Good morning this beautiful morning — how is the sun singing to you this morning? How are you letting yourself into the sky’s day?
I am back to this blog writing after a bit of a vacation — I’m sorry for the long absence. I went back east for about a week, and got to nestle and swim in the New England summer. During vacation I read a lot, swam in the Pacific, visited with friends and family, sunbathed, walked in the rain — I wrote, too, though not on the computer.
I don’t like to spend much time on the computer while I’m on vacation; I take myself offline, and though I keep my phone close at hand so I can take pictures, I avoid email and my social networking apps. Being away from the (perceived) demands of social media allows me to take a real break, to slow down, to pay a different kind of attention. I feel less scattered when I’m offline — though it can take a day or so for the quality of my awareness to recalibrate from easily distractable and multi-task-oriented toward something more focused and yet with a wider peripheral vision. I begin to walk more slowly. I turn away from the screens, letting my eyes open back to the real world that surrounds me.
I tend to feel guilty for taking these sorts of media-input breaks, like I’m in avoidance mode. This is an old feeling, and comes from the years in college when I would, in fact, avoid the phone and email so that I could tell my stepfather that I honestly hadn’t been aware of his many and varied attempts to contact me. I would turn the phone’s ringer off and turn down the volume on the answering machine. This was before voice mail, though — I wasn’t able to avoid hearing the cassette tape whir into motion once the recorded greeting started to play, and I couldn’t turn down the tape as it recorded his message to me, sometimes sweet and wheedling, sometimes threatening and angry. So I’d leave the apartment, wandering the streets of my small college town for hours, holing up in cafes where I wrote and wrote and wrote, always aware of what I was doing: avoiding the phone, not being where my abuser wanted me to be.
In her book World Enough and Time: On Creativity and Slowing Down, Christian McEwen writes: “The practicing artist is, by definition, someone who is able to build a life around his or her own creative work. Inevitably, such a person will have considered his or her attitude to time. What matters is not how much they actually have, but how best to inhabit it and make it spacious: how to allow room in which attention can take root.”
By necessity, during those years, I learned the power of making time for my generative, creative life — even all these years later, though, the powerful and useful practice of taking space from communicative devices can be, for me, tinged with guilt and shame: I internalized the sense that I’m running away from something or someone, that when I make space for my creative self, I am taking something from someone else.
You don’t have to have an abuser telling you that you’re selfish for not being at their beck and call to have this particular lesson take hold: we get this message from our work, our families, our communities — that we are selfish if we say we need time for our art, particularly when the time we need looks to someone outside our own head like time being wasted on a walk in the woods or reading poetry or daydreaming or otherwise creating the sort of open, woolgathering headspace and heartspace necessary for generating creative work.

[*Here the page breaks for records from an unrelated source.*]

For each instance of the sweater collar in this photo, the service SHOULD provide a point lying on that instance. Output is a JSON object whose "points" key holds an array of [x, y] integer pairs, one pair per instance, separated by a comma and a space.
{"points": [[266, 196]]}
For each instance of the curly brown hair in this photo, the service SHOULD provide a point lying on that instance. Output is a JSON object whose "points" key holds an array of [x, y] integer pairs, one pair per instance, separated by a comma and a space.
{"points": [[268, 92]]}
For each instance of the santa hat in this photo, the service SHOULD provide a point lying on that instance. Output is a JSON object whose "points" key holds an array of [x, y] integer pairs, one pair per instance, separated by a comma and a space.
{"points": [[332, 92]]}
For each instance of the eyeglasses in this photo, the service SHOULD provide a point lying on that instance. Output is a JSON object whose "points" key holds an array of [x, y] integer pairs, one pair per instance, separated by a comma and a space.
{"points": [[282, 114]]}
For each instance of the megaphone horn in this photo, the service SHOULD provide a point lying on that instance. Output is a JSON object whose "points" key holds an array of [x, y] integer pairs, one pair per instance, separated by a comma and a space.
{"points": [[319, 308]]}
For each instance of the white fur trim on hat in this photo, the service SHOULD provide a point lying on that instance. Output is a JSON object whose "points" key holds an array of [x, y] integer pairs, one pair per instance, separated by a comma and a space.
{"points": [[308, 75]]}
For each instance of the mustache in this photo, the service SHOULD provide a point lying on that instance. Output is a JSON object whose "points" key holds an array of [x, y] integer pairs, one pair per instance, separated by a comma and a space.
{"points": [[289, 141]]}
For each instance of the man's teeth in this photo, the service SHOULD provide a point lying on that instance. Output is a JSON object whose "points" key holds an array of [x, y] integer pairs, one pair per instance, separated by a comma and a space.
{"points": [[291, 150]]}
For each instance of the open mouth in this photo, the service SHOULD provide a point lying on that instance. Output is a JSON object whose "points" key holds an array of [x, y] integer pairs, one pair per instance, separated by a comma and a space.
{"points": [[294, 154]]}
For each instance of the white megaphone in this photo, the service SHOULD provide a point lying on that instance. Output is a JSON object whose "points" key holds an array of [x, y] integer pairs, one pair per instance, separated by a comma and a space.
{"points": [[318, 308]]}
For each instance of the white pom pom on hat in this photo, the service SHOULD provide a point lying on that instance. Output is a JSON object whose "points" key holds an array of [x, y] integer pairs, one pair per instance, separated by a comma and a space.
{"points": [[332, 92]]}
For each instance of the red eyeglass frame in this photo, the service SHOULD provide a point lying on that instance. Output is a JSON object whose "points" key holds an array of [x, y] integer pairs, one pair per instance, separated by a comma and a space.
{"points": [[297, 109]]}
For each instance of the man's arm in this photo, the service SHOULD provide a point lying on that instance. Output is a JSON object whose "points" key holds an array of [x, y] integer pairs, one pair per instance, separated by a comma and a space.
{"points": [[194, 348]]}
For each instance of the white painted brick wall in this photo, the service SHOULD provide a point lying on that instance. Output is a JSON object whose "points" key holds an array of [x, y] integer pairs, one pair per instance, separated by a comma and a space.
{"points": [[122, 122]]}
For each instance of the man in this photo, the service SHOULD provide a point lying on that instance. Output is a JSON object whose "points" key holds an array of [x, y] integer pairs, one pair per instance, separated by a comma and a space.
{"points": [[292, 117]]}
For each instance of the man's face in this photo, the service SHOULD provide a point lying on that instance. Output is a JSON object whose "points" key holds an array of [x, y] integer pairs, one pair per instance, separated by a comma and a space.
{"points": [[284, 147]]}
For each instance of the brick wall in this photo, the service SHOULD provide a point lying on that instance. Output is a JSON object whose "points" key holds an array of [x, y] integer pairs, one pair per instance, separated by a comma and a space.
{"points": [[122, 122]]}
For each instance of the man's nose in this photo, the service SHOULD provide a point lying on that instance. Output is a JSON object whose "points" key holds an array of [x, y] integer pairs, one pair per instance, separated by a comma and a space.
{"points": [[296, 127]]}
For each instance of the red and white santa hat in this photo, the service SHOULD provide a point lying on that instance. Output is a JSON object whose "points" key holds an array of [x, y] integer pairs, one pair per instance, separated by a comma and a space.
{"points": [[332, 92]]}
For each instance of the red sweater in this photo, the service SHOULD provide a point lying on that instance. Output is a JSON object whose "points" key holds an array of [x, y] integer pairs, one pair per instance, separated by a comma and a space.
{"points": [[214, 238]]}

How do we unlearn this message, that time not spent doing work that benefits someone else is time wasted? Or that time spent in our creative process is time spent selfishly? Or that being selfish with our time is always a bad thing?
How do you challenge that idea?
After all these years, I still have to breathe deep into the anxiety that when I get done with my writing time, I’m going to have to deal with someone’s fury. I don’t — if someone is going to be angry with me for taking the time I need to write, I gently encourage them not to be in my life anymore. Sometimes I succumb to the fear of selfishness: I stop taking the time I need to write, in favor of spending time with other people. After several days of this, I hit overload. Every. Single. Time. I become cranky, achy, short-tempered, and less able to concentrate on anything or anyone. I end up needing lots of time to myself in order to come back into balance.
It’s kind of like the way I still sometimes binge, when I’m feeling really bad about myself, which then reminds me that my body doesn’t respond well to that kind of overstuffing — that that coping mechanism doesn’t serve me anymore, and I deserve to take care of my body in other ways.
I have to learn and relearn these lessons: when I allow myself the practices that I need in order to be in balance — which includes both “free” time (which is the playtime that my psyche needs in order to keep the words flowing) and writing time — then I am better able to engage in my relationships. Not everyone works this way, but I do.
What do you need in order to fully inhabit your creative self? Can you write about those conditions and desires for ten minutes or so today? Notice how your body feels when you write about what helps our writing to flow… and follow your writing wherever it seems to want you to go.
Thank you for going as slow as you need to go. Thank you for your words, yesterday, today, and tomorrow.